Toad the Wet Sprocket suffers the same plight.

“None of us are tortured artists,” he says. “We started in high school; we’ve played together for nine years. The problem is challenging ourselves. There’s the need for deeper inspiration.”

It seems impossible that anyone could emerge from beautiful, resortlike Santa Barbara with much of an edge. But the university town has created a musical scene, one with a reputation for odd names including Ugly Kid Joe and alternative group Spencer the Gardener. Toad took its name from a Monty Python skit about a fictional rock band that couldn’t play its instruments.

Toad’s members can play, and the band’s fans include Kiss’ Gene Simmons, who invited the quartet to contribute a cut (a country version of “Rock ‘n’ Roll All Nite”) to a Kiss tribute album released earlier this year. But Toad’s press isn’t entirely laudatory. Some critics took them to task for the ambiguous lyrics of “Hold Her Down,” a commentary on violence against women that some misinterpreted as glorifying rape.

Their sound also has come under scrutiny.

“In the national press, we’re either ignorable or insultable,” Phillips says, unperturbed. “I think it was Entertainment Weekly who called us R.E.M.-lite posers. We’ve also been ‘R.E.M. as interpreted by Air Supply.’ That’s definitely our heritage - R.E.M. was one of the first bands that made me realize I could do whatever I wanted to, I didn’t have to be pop or punk. But it’s like R.E.M. took that one slot that was available.”

R.E.M. may have landed the “jangly-pop” slot, but Toad’s members aren’t crying.

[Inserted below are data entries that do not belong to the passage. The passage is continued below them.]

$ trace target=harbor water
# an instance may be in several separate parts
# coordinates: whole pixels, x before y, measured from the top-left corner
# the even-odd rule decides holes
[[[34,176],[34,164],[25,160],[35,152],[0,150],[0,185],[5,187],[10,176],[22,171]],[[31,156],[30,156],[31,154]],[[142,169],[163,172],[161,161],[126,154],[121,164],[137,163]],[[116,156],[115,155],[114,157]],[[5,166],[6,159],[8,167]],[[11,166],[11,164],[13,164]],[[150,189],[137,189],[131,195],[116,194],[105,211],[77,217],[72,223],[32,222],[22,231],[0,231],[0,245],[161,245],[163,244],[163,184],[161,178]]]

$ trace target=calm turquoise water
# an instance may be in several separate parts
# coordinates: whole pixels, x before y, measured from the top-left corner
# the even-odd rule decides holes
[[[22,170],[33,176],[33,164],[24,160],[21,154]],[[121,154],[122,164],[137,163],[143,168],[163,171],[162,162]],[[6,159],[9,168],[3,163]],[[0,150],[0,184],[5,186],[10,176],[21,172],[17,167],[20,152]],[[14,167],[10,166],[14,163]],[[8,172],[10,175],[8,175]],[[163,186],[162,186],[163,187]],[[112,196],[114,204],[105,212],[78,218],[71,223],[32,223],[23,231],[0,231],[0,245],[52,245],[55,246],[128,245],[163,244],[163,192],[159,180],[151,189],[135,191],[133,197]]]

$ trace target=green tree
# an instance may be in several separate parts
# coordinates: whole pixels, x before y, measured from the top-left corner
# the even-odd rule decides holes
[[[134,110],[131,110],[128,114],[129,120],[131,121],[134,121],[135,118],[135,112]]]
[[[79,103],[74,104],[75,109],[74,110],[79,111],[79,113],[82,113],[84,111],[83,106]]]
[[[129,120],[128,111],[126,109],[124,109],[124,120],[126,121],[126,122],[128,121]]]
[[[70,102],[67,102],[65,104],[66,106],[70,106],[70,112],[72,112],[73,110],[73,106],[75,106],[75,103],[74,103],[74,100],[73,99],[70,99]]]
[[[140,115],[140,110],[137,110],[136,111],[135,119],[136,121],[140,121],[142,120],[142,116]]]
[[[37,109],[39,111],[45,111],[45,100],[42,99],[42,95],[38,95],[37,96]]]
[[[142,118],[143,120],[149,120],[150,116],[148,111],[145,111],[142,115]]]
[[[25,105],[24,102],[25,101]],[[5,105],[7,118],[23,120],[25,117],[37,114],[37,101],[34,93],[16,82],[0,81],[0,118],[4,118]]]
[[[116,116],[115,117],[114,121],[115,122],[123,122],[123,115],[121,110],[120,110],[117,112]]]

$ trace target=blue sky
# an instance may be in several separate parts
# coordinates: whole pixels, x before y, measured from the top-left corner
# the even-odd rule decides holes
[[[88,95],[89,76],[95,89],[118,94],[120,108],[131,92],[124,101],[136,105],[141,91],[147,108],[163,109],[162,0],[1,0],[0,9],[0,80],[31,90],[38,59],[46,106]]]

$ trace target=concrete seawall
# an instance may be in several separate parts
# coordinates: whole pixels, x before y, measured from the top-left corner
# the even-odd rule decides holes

“We get played on the radio,” Phillips says. “The way I hope it’ll go is something like (the career of) Tom Petty; he’s my big example these days. He just worked for so many years, that at some point he kind of became undeniable. I like the idea of being around for that long. When a band gets a lot of hype, it usually backfires or fades away. You don’t know what you’re left with. The only reason to like us is our songs, because there’s nothing else there.”

Well, that and the video.

“I think MTV is bad for music as a whole,” he says. “Have you seen any new band these days with an unattractive singer? A band like Blues Traveler can fill any place, but they don’t get played on MTV.”

So of course Phillips shuns the station, right?

“I get sucked into it,” he says. “It’s like eye candy. But it doesn’t mean it’s good for you.”